The Ultimate Fighting Championship, or UFC, is known for its high kicks and punches that take place in a walled octagon, so fighters can’t tumble out. World Wrestling Entertainment, or WWE, is known for its body slams and costumed matches that take place in a square.
UFC fights are real, while WWE bouts are scripted. Now WWE and Endeavor Group Holdings, UFC’s parent company, are merging the two brands to form a new, yet-to-be named public company worth more than $21 billion.
“I’m just fascinated with the athleticism that I see,” said John Kneup, a UFC fan for 15 years. “On any given day, everyone’s beatable.”
He’s a former high school wrestling coach in southern Arizona, and two of his students became UFC fighters. Kneup doesn’t have much time for WWE.

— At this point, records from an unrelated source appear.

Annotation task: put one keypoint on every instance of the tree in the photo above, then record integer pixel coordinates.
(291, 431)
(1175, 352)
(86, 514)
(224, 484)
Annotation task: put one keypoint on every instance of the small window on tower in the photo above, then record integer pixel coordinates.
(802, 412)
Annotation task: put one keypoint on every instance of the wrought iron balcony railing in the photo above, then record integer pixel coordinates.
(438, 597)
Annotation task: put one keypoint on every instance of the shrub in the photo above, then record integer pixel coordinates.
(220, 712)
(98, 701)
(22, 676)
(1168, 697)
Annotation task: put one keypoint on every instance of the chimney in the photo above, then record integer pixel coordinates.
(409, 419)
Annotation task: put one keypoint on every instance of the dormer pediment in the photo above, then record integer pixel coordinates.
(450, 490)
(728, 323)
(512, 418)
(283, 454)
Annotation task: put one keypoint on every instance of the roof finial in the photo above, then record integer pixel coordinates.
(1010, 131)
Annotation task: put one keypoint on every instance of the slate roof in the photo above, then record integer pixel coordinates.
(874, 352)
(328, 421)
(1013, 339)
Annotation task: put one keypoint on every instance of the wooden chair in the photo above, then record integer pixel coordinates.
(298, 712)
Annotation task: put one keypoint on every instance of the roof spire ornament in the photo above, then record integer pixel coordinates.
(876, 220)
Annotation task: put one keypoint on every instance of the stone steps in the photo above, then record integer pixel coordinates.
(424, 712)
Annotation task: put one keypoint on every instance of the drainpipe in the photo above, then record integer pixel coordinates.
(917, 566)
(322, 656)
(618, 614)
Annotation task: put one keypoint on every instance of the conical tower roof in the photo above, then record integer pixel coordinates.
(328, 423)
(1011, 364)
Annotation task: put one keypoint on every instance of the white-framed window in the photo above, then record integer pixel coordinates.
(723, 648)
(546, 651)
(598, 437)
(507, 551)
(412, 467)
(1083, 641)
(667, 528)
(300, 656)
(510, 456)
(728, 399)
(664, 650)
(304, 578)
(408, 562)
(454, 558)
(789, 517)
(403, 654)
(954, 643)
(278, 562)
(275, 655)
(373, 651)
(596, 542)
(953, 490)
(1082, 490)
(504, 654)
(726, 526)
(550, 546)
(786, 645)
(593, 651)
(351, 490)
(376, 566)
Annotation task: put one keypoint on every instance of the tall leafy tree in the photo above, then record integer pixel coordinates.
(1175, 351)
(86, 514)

And in the Venn diagram of people who like UFC and people who like WWE, there is not that much overlap.
“WWE and UFC have said that there is very minimal current overlap between them, which is extremely surprising to me,” said Brandon Ross, a partner and media and technology analyst at LightShed Partners.
But some athletes have been in both. Take Ronda Rousey. She had been a UFC champion, and now she’s a WWE star. She and many other athletes have big social media followings. This merger is an opportunity to bring the fans of one to the other, Ross said. For example, during a WWE match, organizers could “bring a UFC fighter on, have them do a little bit of a skit, just to drum up interest,” Ross said.
But there could be brand confusion, UFC fan, John Kneup worries.
“People might think that WWE must be the real thing, when it’s not,” he said.
Some staples of WWE will remain. Vince McMahon’s family has run the company since its inception. He’s the majority shareholder but stepped down as CEO last summer amid an investigation for alleged misconduct.
He returned this year as executive chairman, and will remain in that role with the new company.
Update (April 3, 2023): This story has been updated to add context about the UFC and WWE audience overlap.